Cette société est née à la suite de la décision 5 ( * ) de l'Autorité de la concurrence, en 2014, d'autoriser le rachat de SFR par le groupe ALTICE à la condition que SFR cède le réseau DSL de Completel. Ainsi encouragée par les autorités publiques décidées à oeuvrer pour garantir « une concurrence effective », Kosc a été créée avec l'engagement de SFR de céder son réseau au 31 mars 2017, sur la base d'un pacte d'actionnaires réunissant principalement le fondateur, Yann de Prince, et ses associés (qui détiennent 30 % du capital), le groupe OVH (devenu depuis OVH Cloud ), qui en contrepartie d'un apport de 2 millions d'euros mais surtout de l'engagement d'être client de Kosc, a reçu 40 % du capital, et enfin Bpifrance, 3 ème actionnaire avec 15 % du capital. Une filiale appelée « Kosc infrastructures » a ensuite été créée, ayant notamment pour actionnaire la Banque des Territoires à hauteur de 24 %.

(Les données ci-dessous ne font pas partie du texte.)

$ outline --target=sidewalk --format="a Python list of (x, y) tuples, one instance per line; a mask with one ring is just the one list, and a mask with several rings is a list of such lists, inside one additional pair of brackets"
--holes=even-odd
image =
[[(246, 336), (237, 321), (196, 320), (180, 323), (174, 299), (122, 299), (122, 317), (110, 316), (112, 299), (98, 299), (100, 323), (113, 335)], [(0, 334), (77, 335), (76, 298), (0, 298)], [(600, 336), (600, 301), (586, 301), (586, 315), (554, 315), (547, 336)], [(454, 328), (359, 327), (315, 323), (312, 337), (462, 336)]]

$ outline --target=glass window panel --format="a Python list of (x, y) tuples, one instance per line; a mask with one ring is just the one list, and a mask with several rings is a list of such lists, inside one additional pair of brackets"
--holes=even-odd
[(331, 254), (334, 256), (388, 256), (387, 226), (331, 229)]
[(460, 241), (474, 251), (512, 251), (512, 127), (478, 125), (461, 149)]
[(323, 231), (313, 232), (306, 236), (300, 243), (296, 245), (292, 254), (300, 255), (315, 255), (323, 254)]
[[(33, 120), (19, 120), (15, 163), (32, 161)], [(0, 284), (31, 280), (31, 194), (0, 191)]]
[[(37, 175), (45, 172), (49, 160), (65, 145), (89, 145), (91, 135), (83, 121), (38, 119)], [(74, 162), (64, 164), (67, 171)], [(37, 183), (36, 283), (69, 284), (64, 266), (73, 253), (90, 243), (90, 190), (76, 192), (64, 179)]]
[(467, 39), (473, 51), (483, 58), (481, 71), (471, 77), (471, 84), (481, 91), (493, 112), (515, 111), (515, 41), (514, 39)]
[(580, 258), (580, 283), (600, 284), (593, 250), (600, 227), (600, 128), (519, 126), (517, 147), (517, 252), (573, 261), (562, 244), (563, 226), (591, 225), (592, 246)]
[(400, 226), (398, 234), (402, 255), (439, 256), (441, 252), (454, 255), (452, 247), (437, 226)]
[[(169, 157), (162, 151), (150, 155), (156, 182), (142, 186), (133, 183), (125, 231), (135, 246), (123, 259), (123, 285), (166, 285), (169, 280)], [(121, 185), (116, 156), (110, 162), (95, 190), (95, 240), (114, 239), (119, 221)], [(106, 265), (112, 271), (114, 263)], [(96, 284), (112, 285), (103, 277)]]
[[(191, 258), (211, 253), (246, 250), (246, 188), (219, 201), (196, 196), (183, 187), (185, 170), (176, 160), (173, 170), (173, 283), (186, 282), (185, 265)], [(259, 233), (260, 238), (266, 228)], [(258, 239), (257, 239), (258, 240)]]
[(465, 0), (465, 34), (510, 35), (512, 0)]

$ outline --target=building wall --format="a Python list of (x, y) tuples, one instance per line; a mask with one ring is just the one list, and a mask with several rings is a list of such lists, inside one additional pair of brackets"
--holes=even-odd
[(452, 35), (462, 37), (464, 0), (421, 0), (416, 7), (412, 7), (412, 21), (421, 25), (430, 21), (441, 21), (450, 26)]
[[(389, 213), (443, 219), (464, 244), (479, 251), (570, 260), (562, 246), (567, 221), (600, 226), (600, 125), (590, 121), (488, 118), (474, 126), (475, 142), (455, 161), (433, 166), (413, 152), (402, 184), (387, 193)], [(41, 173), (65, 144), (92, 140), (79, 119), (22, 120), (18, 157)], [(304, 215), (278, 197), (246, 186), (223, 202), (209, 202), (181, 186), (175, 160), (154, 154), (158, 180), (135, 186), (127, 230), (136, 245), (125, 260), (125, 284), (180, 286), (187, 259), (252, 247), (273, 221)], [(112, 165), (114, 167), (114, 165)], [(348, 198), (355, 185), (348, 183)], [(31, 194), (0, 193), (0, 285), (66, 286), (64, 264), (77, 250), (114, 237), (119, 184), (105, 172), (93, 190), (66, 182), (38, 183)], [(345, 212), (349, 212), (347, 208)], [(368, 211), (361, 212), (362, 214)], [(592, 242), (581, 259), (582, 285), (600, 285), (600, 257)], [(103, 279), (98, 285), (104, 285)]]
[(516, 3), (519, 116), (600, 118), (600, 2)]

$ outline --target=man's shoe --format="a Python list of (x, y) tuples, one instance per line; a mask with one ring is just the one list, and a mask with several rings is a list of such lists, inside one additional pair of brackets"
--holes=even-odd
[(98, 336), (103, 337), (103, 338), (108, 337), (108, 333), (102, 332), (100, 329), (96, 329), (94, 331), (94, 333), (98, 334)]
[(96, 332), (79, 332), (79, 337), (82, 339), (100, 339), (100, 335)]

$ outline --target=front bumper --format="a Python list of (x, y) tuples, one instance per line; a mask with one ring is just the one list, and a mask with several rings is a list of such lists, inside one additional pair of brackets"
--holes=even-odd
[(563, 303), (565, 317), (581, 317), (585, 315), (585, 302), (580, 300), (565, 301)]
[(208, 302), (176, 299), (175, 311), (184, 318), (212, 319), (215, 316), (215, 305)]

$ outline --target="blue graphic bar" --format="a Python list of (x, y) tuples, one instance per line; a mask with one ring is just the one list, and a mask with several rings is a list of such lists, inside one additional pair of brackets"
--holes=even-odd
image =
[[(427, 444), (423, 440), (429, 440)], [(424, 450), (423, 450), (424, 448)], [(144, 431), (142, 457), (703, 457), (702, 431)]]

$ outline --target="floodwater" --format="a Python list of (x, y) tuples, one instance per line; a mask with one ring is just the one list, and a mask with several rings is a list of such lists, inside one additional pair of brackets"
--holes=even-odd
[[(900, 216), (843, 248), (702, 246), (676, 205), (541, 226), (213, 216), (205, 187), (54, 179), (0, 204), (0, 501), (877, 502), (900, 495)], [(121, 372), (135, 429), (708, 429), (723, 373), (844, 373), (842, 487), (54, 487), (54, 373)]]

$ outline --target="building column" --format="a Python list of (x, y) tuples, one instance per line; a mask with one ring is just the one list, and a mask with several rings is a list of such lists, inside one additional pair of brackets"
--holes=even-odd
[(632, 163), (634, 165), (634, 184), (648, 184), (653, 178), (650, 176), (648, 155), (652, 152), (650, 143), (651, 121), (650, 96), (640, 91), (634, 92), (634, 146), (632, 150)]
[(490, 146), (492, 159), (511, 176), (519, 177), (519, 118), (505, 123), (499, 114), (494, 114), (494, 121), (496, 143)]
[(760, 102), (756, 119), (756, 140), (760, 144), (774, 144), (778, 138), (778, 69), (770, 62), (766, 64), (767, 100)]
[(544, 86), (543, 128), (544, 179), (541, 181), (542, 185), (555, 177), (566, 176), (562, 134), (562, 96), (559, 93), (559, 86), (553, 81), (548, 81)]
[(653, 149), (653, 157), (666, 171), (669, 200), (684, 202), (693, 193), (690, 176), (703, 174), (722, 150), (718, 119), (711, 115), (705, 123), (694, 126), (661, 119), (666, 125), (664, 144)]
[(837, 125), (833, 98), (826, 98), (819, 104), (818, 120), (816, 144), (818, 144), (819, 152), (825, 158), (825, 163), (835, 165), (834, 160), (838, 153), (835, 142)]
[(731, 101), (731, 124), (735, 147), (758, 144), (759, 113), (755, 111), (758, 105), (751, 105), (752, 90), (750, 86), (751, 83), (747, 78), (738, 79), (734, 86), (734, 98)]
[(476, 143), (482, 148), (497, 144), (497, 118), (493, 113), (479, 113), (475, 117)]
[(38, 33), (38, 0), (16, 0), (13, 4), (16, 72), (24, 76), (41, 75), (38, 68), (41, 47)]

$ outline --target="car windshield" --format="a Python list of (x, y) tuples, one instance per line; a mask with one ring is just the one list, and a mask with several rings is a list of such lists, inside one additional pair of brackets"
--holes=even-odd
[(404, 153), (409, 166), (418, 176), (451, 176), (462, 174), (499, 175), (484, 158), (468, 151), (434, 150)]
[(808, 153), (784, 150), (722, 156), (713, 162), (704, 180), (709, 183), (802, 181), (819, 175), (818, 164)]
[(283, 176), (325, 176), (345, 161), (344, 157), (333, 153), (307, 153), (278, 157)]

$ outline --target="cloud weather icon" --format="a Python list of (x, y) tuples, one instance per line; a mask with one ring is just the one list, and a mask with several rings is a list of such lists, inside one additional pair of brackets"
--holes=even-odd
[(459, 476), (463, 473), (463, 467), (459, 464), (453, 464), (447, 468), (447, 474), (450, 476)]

Après bien des difficultés liées au transfert du réseau Completel pendant plus d'un an, Kosc a pu enfin démarrer son activité, ce qui fut extrêmement bien perçu par les sociétés de services numériques servant d'intermédiaires avec les PME. « Une véritable opportunité », « une aubaine sans précédent » comparée à l'avancée liée à la création des réseaux d'initiative publique (RIP), voilà comment est perçue la société Kosc par ses clients, en comparaison avec les opérateurs historiques. Les acteurs du numérique qui fournissent des services aux PME saluent sa réactivité, sa compréhension des enjeux des entreprises. Grâce à Kosc, ils peuvent bénéficier d'un accès au réseau FttH, à des tarifs raisonnables, accès qui a révolutionné les possibilités d'offres aux PME. En effet, jusqu'alors, les seules offres sur le marché de gros concernaient le cuivre et la FttO ; elles émanaient d'opérateurs historiques. L'arrivée de Kosc, opérateur Wholesale-only , a donc fondamentalement changé la donne et poussé les opérateurs intégrés à modifier leur stratégie à l'égard des intermédiaires fournissant les PME et TPE, en se positionnant sur le marché de gros. S'agissant d'Orange, dont le réseau FttH est utilisé par Kosc -qui bénéficie ainsi d'une capillarité nationale- et de SFR, ils sont évidemment présents depuis plusieurs années sur le marché de détail avec des offres spécifiques.


* 1 Depuis le processus d'« appels à manifestation d'engagements locaux » (AMEL) effectué jusqu'en juin 2019, des opérateurs privés peuvent être amenés à déployer sur fonds propres dans cette zone, compte tenu des conditions de marché plus favorables qu'anticipées.

* 2 CDRT

* 3 Cf Fiber to the Home : définition ci-après

* 4 https://www.senat.fr/notice-rapport/2018/r18-635-notice.html

* 5 Décision n°14-DCC-160 du 30 octobre 2014 relative à la prise de contrôle exclusif de SFR par le groupe Altice.